Irmin Schmidt nous a donné rendez-vous au musée du Quai Branly, à Paris – il en profitera pour visiter l’exposition du moment, Les Maîtres du désordre. Ce nom pourrait tout aussi bien qualifier les explorations et déflagrations sonores menées par le groupe dont il fut l’une des principales têtes pensantes, Can. A 75 ans, toujours […]
Un coffret révèle de stupéfiantes et inédites bandes de Can, légendaire groupe allemand dont les radiations secouent encore le rock et l’electro des années 2010. Rencontre avec l’un de ses membres fondateurs.
Baptisé dans un premier temps The Inner Space (le foudroyant premier morceau du coffret, Millionenspiel, date de cette époque) puis The Can et enfin Can, le quatuor est encore instrumental lorsque la Providence lui expédie un chanteur venu d’une autre planète. Hildegard Schmidt, la femme d’Irmin, qui veille encore aujourd’hui sur le legs du groupe, repère un jeune Noir américain lors d’une visite à des amis en France. Malcolm Mooney est sculpteur, il est aussi un peu paumé. Hildegard l’embarque avec elle à Cologne pour lui faire rencontrer des galeristes et autres acteurs du milieu de l’art. Il deviendra la cinquième colonne (provisoire) d’un édifice encore branlant dont il va solidifier le propos à travers un chant exalté et sauvage, qui semble chercher en permanence à faire sortir la musique de ses gonds hypnotiques pour en révéler ses pulsions les plus charnelles.

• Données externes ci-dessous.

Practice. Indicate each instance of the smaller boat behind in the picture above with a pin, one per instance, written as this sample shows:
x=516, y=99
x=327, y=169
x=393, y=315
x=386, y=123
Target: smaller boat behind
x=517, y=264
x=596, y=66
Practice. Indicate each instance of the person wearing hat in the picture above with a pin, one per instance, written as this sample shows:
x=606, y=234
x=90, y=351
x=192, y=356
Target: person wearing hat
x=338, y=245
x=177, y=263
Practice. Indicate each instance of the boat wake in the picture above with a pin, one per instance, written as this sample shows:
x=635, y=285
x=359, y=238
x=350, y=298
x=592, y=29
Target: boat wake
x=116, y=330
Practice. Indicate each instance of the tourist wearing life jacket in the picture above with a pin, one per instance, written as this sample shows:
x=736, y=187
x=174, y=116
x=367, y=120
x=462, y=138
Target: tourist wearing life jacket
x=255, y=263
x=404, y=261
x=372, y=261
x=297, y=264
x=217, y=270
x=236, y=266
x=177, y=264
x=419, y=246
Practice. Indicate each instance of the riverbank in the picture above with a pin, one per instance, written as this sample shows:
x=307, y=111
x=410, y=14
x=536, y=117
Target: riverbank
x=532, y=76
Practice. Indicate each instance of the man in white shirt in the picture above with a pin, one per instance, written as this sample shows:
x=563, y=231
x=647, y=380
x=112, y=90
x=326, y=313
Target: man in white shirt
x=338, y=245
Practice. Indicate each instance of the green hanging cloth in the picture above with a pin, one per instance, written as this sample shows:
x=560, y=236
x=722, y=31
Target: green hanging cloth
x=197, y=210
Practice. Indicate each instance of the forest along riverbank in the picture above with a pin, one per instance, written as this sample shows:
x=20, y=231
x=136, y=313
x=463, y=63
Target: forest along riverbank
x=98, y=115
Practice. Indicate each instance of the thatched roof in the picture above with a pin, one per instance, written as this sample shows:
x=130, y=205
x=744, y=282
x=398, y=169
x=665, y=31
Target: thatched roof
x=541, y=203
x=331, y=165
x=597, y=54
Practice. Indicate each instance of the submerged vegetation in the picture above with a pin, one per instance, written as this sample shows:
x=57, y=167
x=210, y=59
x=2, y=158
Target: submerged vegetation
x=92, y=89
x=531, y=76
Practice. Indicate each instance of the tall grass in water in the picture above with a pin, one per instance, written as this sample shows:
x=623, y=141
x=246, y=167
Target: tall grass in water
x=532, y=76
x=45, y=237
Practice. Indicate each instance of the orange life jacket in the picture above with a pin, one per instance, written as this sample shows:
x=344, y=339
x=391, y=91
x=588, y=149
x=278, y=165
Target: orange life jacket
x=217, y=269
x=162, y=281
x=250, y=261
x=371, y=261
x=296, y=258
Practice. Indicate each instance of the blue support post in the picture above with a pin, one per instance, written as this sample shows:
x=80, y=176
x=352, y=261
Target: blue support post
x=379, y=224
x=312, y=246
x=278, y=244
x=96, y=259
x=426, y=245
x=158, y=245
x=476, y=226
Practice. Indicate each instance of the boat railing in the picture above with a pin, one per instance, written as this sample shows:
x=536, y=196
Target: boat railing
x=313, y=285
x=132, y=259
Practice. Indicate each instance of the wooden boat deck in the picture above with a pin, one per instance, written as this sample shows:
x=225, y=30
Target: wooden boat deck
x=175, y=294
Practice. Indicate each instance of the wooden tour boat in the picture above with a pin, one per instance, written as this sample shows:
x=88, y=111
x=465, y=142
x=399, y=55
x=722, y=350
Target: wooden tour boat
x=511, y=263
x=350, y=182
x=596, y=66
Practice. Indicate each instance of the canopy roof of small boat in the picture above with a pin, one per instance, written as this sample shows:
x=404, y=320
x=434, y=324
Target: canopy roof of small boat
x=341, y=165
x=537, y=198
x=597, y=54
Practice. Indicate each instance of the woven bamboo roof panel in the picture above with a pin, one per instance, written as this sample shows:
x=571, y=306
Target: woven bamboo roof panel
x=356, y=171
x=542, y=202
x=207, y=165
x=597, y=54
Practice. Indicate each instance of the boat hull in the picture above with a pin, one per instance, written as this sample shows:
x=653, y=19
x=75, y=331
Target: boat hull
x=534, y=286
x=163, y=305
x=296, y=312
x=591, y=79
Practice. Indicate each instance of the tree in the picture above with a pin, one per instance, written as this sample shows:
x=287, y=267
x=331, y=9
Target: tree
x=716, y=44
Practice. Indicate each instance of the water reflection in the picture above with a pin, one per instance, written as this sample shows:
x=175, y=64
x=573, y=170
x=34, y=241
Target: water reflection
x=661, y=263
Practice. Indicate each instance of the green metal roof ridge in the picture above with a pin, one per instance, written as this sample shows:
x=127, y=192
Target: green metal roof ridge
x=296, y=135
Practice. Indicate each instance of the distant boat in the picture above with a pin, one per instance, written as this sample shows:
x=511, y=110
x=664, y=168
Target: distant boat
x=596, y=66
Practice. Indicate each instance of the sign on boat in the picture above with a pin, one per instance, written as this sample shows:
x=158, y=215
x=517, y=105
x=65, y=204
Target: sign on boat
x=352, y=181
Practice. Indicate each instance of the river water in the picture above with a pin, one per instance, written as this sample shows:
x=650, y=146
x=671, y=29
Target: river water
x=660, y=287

Dans un même élan, c’est toute la jeunesse allemande qui s’active dans des recherches bientôt réunies sous l’étiquette péjorative de Krautrock (le rock choucroute) – c’est dire à quel point de désorientation et d’intrigue en étaient réduits ceux qui l’observaient de l’extérieur. Car rien ou presque ne reliera en termes de style les Tangerine Dream (Virgin publie un coffret passionnant), Amon Düül (I et II), Ash Ra Tempel, Kraftwerk, Cluster, Faust ou plus tard Neu!.
Rien sinon peut-être cette particularité allemande de n’avoir pas tout à fait, et pour cause, vécu avec la même gourmandise et insouciance les années 60 et l’euphorie babyboomeuse. “Cette musique n’aurait pas pu naître ailleurs qu’en Allemagne, c’est évident, assure Schmidt. Est-ce parce que nous portions en nous une forme de culpabilité transformée en exutoire ? Difficile à dire. Je ne peux pas m’exprimer au nom des autres car nous n’avons jamais parlé de politique entre nous ou évoqué l’attitude de nos parents durant la guerre. Mon père était nazi et, entre 16 et 25 ans, j’ai eu avec lui des affrontements permanents. Longtemps avant d’être dans le groupe, j’avais lu toute la littérature sur la guerre pour comprendre et pouvoir combattre mon père – avec l’intention de trouver une forme d’apaisement. L’esprit de 68, qui traversait l’Europe et auquel nous étions sensibles au début du groupe, c’était avant tout en Allemagne une réaction contre les pères nazis. Moi, j’avais effectué ce travail bien avant. Aujourd’hui, je vis en France (dans le Vaucluse depuis une trentaine d’années – ndlr), c’est peut-être la conséquence inconsciente de toute cette merde.”
Le départ prématuré de Malcolm Mooney, dont l’esprit supporta mal le traitement de choc que la musique de Can lui fit subir, laisse le groupe sans voix après un album (Monster Movie) et la moitié du suivant. Le hasard, encore une fois, leur amène un autre spécimen exotique encore plus extravagant, le Japonais Damo Suzuki, enrôlé le jour même d’un concert à Munich alors qu’il implorait les dieux dans la rue en produisant des bruits à la musicalité étrange. Avec cette torpille humaine, Can explore à partir de 1970 des galeries musicales où aucun groupe ne s’était jamais aventuré, notamment sur les albums Tago Mago (71), Ege Bamyasi (72) et Future Days (73).